Out of a pool over 44,000 tested genes and sequences, the scientists identified a small set of genes in the cancerous glioma progenitor cells that were over-expressed at all stages of malignancy. These genes formed a unique "signature" that identified the tumor progenitor cells and enabled the scientists to define a corresponding set of potential therapeutic targets present throughout all stages of the cancer.
"One of the key things you are looking for in drug development in cancer is a protein or gene that is over-expressed, so that you can attempt to achieve therapeutic benefit by inhibiting it," said Goldman.
The researchers chose to test this hypothesis by targeting one such gene, called SIX1, which was highly overexpressed in the glioma progenitor cells. While this particular gene is active in the early development of the nervous system, it had not been observed in the adult brain before.

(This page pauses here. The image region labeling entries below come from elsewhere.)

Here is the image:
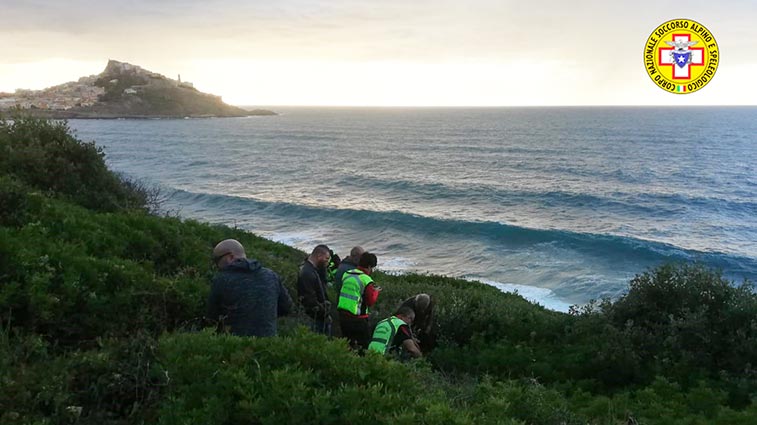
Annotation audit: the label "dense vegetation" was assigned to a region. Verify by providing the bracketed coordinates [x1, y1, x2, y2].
[0, 118, 757, 424]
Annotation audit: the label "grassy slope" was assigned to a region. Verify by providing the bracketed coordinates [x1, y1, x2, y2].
[0, 120, 757, 424]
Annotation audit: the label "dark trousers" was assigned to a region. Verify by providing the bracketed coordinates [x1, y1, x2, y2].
[339, 311, 371, 350]
[310, 318, 331, 336]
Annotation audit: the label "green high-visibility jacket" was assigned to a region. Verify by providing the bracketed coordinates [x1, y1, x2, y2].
[368, 316, 407, 354]
[337, 269, 373, 316]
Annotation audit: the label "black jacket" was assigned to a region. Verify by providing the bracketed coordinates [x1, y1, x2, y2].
[208, 258, 292, 336]
[297, 260, 329, 320]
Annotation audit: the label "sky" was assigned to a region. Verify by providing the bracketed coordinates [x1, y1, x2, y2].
[0, 0, 757, 106]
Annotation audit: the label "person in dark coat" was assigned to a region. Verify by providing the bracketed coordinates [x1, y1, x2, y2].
[207, 239, 292, 336]
[297, 245, 332, 335]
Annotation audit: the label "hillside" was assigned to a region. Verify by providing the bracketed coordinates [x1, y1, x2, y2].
[0, 60, 275, 118]
[0, 116, 757, 424]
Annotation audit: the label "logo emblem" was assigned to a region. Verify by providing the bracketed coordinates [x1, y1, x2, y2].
[644, 19, 720, 94]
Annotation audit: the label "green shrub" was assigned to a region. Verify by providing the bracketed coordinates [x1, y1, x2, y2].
[0, 115, 148, 211]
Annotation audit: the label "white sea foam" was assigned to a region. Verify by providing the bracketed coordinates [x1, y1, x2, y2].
[379, 257, 416, 274]
[477, 279, 572, 312]
[263, 232, 313, 251]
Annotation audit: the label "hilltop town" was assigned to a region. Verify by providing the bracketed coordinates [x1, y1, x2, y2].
[0, 60, 275, 118]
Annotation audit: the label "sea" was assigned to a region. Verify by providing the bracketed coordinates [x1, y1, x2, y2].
[69, 106, 757, 311]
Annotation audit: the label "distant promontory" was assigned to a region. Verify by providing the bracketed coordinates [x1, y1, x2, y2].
[0, 60, 276, 118]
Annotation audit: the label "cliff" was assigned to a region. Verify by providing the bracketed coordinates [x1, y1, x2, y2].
[5, 60, 276, 118]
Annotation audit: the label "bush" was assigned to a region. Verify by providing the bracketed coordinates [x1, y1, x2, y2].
[0, 115, 149, 211]
[602, 264, 757, 381]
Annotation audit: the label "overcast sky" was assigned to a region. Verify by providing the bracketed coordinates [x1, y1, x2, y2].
[0, 0, 757, 106]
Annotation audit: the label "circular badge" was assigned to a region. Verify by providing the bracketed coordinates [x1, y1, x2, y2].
[644, 19, 720, 94]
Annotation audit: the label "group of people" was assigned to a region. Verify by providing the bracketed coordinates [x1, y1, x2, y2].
[208, 239, 434, 358]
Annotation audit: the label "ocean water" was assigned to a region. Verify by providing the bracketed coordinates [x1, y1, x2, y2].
[70, 107, 757, 310]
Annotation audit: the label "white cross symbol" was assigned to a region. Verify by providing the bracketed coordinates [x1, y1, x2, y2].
[657, 34, 704, 80]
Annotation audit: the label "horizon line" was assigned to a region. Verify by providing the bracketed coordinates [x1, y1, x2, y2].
[239, 103, 757, 108]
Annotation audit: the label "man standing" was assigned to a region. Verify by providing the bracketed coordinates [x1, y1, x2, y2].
[208, 239, 292, 336]
[368, 306, 421, 359]
[297, 245, 332, 335]
[334, 246, 365, 294]
[337, 252, 381, 350]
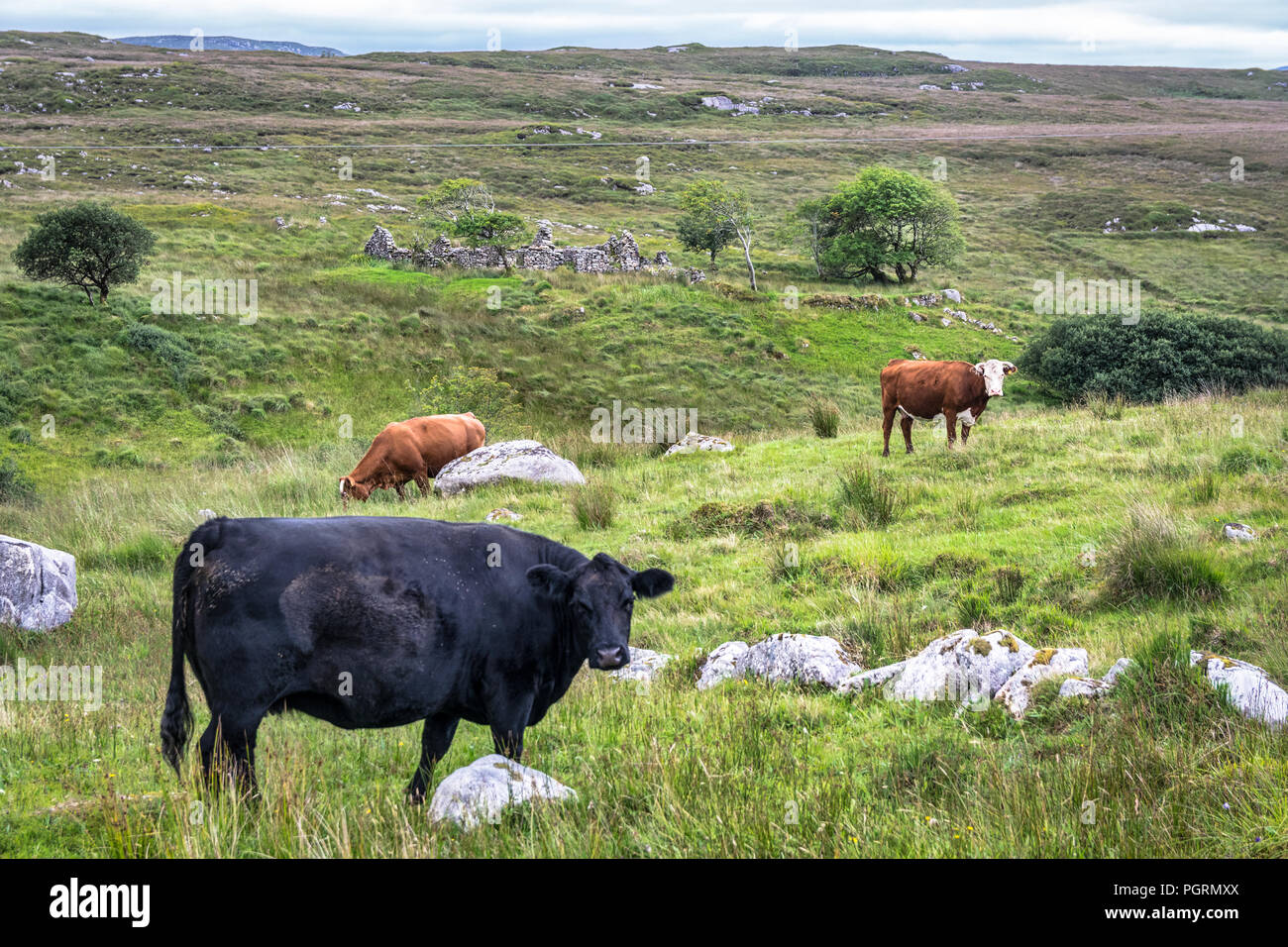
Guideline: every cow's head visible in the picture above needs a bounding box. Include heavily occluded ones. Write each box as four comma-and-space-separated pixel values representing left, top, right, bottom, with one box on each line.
340, 476, 371, 509
528, 553, 675, 672
975, 359, 1015, 398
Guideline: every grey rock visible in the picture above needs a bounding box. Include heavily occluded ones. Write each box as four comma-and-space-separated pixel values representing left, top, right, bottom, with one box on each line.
434, 441, 587, 496
662, 430, 733, 458
0, 535, 76, 631
993, 648, 1087, 719
429, 754, 577, 828
1190, 651, 1288, 727
698, 642, 751, 690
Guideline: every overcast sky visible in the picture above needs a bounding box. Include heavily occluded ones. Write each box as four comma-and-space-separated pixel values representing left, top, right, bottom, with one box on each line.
10, 0, 1288, 68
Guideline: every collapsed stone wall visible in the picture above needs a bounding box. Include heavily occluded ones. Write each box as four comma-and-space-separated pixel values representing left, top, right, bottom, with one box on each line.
364, 220, 707, 283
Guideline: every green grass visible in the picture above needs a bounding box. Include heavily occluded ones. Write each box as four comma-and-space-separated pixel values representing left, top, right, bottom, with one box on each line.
0, 33, 1288, 857
0, 393, 1288, 857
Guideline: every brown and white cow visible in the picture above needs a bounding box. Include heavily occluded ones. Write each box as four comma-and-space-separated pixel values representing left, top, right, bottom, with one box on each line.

However, SIX1 signaling has been associated with breast and ovarian cancer, raising the possibility of its contribution to brain cancer as well. This turned out to indeed be the case. When the researchers blocked -- or knocked down -- the expression of this gene, the tumor cells ceased growing, and implanted tumors shrank.
"This study gives us a blueprint to develop new therapies," said Goldman. "We can now devise a strategy to systematically and rationally analyze -- and eliminate -- glioma stem and progenitor cells using compounds that may selectively target these cells, relative to the normal glial progenitors from which they derive. By targeting genes like SIX1 that are expressed at all stages of glioma progression, we hope to be able to effectively treat gliomas regardless of their stage of malignancy. And by targeting the glioma-initiating cells in particular, we hope to lessen the likelihood of recurrence of these tumors, regardless of the stage at which we initiate treatment."
Additional authors include Su Wang, Devin Chandler-Militello, Jaclyn Burch, Yazan Al Fanek, Danielle Davis, Abdellatif Benraiss, Mahlon Johnson, and Kevin Walter with URMC, Pragathi Achanta and Alfredo Quinones-Hinojosa with the Johns Hopkins University School of Medicine, Heidi Ford with the University of Colorado Denver, and Sridaran Natesan with Sanofi-Aventis Pharmaceuticals. Sim is now at the University at Buffalo School of Medicine and Biomedical Sciences. The study was supported with grants from the National Institute of Neurological Disorders and Stroke, the Dr. Miriam and Sheldon G. Adelson Medical Research Foundation, the New York Stem Cell Research Board, the James S. McDonnell Science Foundation, and Sanofi-Aventis Pharmaceuticals.